Gov. Mary Fallin lamented the loss of life, especially the children who were killed, but she celebrated the town's resilience.
"We will rebuild, and we will regain our strength," Fallin said.
In
describing the bird's-eye view of the damage, the governor said many
houses were "taken away," leaving "just sticks and bricks, basically.
It's hard to tell if there was a structure there or not."
From
the air, large stretches of town could be seen where every home had
been cut to pieces. Some homes were sucked off their concrete slabs. A
pond was filled with piles of wood and an overturned trailer.
Also
visible were large patches of red earth where the tornado scoured the
land down to the soil. Some tree trunks were still standing, but the
winds ripped away their leaves, limbs and bark.
In
revising its estimate of the storm's power, the National Weather
Service said the tornado had winds of at least 200 mph and was on the
ground for 40 minutes.
The agency upgraded the
tornado from an EF4 on the enhanced Fujita scale based on reports from a
damage-assessment team, said spokeswoman Keli Pirtle. Monday's twister
was at least a half-mile wide. It was the nation's first EF5 tornado of
2013.
Other search-and-rescue teams
concentrated on Plaza Towers Elementary, where the storm ripped off the
roof, knocked down walls and destroyed the playground as students and
teachers huddled in hallways and bathrooms.
Seven
of the nine dead children were killed at the school, but several
students were pulled alive from under a collapsed wall and other heaps
of mangled debris.
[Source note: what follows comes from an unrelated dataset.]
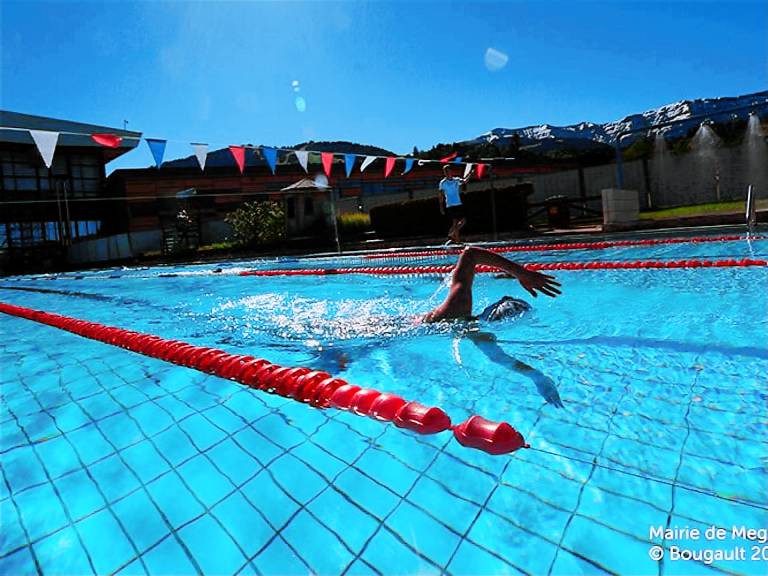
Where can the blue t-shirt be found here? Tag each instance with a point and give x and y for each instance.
(450, 189)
Rescue workers passed the survivors down a human
chain of parents and neighborhood volunteers. Parents carried children
in their arms to a triage center in the parking lot. Some students
looked dazed, others terrified.
Neither Plaza
Towers nor another school in Oklahoma City that was not as severely
damaged had reinforced storm shelters, or safe rooms, said Albert
Ashwood is director of the Oklahoma Department of Emergency Management.
More
than 100 schools across the state do have safe rooms, he said,
explaining that it's up to each jurisdiction to set spending priorities.
Ashwood said a shelter would not necessarily have saved more lives at Plaza Towers.
"When
you talk about any kind of safety measures ... it's a mitigating
measure, it's not an absolute," he told reporters. "There's not a
guarantee that everyone will be totally safe."
Officials
were still trying to account for a handful of children not found at the
school who may have gone home early with their parents, Bird said.
On
the streets of Moore, evidence of the storm's fury stretched in every
direction: Roofs were torn off houses, exposing metal rods left twisted
like pretzels. Cars sat in heaps, crumpled and sprayed with caked-on
mud. Insulation and siding was piled up against any walls still
standing. Yards were littered with pieces of wood, nails and pieces of
electric poles.
President Barack Obama pledged
to provide federal help and mourned the death of young children who
were killed while "trying to take shelter in the safest place they knew -
their school."
The town of Moore "needs to get everything it needs right away," he said Tuesday.
Moore
has been one of the fastest-growing suburbs of Oklahoma City,
attracting middle-income families and young couples looking for stable
schools and affordable housing. The town's population has grown over the
last decade as developers built subdivisions for people who wanted to
avoid the urban problems and schools of Oklahoma City but couldn't
afford pricier Norman, the college town next door.
Many residents commute to jobs in Oklahoma City or to Tinker Air Force Base, about 20 minutes away.